Anyone interested in trapping some beavers in the mantua area contact me. You can trap till the end of the season (unless you have a nuisance permit), after that the little buggers get blown up with TNT  , I wish.


----------



## Darwin (Apr 12, 2004)

I would be glad to help you out but your a little to far away for me to run that line on my way to work!!


----------



## Fishers of Men (Jul 29, 2005)

cummins_man said:


> Anyone interested in trapping some beavers in the mantua area contact me. You can trap till the end of the season (unless you have a nuisance permit), after that the little buggers get blown up with TNT  , I wish.


Ah, You found your man! Howard is a good friend of mine. He'll get them outta there for ya. Couldn't have asked for a better trapper. I just found out that you grew up right around the corner from where I did. Do you have an older brother?

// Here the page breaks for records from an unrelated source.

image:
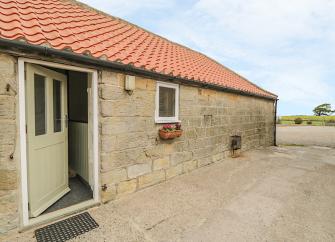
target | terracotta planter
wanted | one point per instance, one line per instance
(178, 133)
(166, 134)
(170, 134)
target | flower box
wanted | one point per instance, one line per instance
(170, 132)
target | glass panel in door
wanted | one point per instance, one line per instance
(57, 106)
(40, 105)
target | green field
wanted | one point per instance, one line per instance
(316, 120)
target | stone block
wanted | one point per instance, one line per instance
(162, 163)
(174, 171)
(108, 143)
(8, 179)
(204, 161)
(109, 92)
(127, 187)
(114, 176)
(190, 165)
(7, 134)
(7, 107)
(179, 157)
(151, 178)
(138, 170)
(120, 125)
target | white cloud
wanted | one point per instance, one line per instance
(126, 8)
(286, 46)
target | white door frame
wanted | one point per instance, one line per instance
(23, 137)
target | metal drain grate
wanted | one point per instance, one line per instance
(66, 229)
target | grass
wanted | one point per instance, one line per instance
(316, 120)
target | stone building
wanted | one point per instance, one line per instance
(82, 98)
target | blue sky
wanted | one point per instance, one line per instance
(285, 46)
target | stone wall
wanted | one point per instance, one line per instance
(9, 217)
(132, 155)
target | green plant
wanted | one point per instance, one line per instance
(323, 110)
(298, 121)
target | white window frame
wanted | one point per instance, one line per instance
(174, 119)
(25, 221)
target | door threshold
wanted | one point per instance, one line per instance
(59, 214)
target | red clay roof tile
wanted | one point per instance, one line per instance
(69, 25)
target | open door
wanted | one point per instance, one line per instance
(47, 137)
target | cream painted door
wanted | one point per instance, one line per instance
(47, 134)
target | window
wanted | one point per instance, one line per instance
(167, 103)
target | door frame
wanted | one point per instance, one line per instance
(25, 220)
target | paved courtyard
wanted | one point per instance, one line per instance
(273, 194)
(306, 135)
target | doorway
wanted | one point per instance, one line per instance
(61, 138)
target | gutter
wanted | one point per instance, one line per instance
(44, 51)
(275, 124)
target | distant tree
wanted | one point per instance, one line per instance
(323, 110)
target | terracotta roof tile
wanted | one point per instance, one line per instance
(69, 25)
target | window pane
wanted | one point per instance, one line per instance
(167, 98)
(57, 106)
(40, 105)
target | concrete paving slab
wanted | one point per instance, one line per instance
(272, 194)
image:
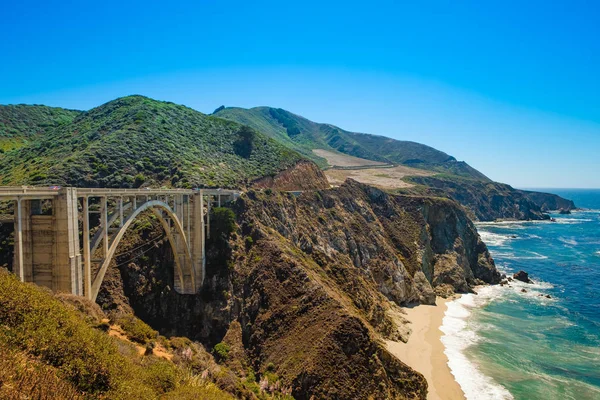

Now we live just around the corner also!


----------



## cummins_man (May 16, 2006)

Yes, I have three older brothers; Rich, Dave & Curt


----------



## Fishers of Men (Jul 29, 2005)

cummins_man said:


> Yes, I have three older brothers; Rich, Dave & Curt


Which one graduated around 70' ?


----------



## cummins_man (May 16, 2006)

Rich graduated around 74 from Twinsburg.


----------



## Fishers of Men (Jul 29, 2005)

I was thinking thats who I knew but I went out in 70


----------



## RichsFishin (Nov 4, 2007)

My dad met my mom in 69................LOL..............Bunch of old farts.....J/K....Rich


----------



## cummins_man (May 16, 2006)

I heard you caught two and a m-rat. Post the pictures if you can, Howard told me he took some.


----------